Le pauvre enfant fermait les yeux; une mortelle pâleur couvrait son visage, ses belles mains incolores et glacées retombaient avec cette grâce touchante que l'oiseau seul, de toutes les créatures terrestres conserve jusque dans le sein de la mort.
Sous son pourpoint ouvert, on voyait, entassés à la hâte, le mouchoir et les lambeaux de la chemise d'Espérance, que Pontis avait serrés sur la plaie avec sa ceinture.
Crillon, à la vue de ce linge teint de sang, de cette immobilité du corps, à la vue du désespoir de Pontis, commença lui-même à perdre l'esprit, et s'agenouilla près du blessé en donnant toutes les marques d'un profond découragement.
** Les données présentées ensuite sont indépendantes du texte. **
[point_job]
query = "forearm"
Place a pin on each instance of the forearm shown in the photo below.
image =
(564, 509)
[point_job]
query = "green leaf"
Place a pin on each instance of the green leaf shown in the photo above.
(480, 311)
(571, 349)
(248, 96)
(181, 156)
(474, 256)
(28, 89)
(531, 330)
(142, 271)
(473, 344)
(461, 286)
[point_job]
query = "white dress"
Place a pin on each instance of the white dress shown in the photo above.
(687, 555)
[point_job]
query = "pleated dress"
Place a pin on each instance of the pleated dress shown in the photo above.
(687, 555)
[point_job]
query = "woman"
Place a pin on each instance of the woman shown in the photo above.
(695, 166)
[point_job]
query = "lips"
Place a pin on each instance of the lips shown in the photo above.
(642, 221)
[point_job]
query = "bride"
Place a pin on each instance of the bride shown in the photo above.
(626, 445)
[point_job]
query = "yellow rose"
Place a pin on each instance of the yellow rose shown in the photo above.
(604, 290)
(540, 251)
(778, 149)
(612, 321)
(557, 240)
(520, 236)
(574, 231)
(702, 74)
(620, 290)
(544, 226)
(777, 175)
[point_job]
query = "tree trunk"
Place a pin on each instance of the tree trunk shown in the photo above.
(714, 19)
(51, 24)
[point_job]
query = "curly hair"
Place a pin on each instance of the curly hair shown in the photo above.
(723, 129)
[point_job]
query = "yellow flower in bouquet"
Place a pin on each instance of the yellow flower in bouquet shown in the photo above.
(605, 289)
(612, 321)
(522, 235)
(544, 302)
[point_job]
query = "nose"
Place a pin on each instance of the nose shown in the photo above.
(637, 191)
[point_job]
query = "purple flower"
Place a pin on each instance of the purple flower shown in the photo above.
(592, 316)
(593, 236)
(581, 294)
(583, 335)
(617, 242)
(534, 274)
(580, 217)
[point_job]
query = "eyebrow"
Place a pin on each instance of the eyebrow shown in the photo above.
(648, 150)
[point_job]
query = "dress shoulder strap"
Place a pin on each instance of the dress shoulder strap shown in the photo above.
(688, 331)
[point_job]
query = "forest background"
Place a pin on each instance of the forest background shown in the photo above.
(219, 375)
Tout à coup il se releva en s'écriant:
—Malheureux! tu me l'as laissé tuer!
—Eh! monsieur, c'était fait quand je suis arrivé. Cependant j'avais été bien vite. Mais il ne s'agit pas de m'accuser, monsieur; il n'est pas mort. J'ai bonne idée, malgré tout, et si nous ne le laissons pas sans secours, si nous lui trouvons un bon médecin, il en sortira sain et sauf. Or, ce n'est pas sur le chemin que nous rencontrerons ce médecin et ces secours.
—Je ne connais point ce pays, dit Crillon avec un froncement de sourcils dont Pontis se fût fort effrayé en un autre moment.
—La première maison venue, dit Pontis.
—Il n'y a pas de maisons avant Bezons ou Argenteuil, et cette blessure par laquelle tant de sang a coulé, et cette secousse du voyage … car je ne te comprends pas, maudit, d'avoir amené si loin ce pauvre enfant!
—J'eusse mieux aimé le mettre en sûreté plus tôt, mais quand on est poursuivi….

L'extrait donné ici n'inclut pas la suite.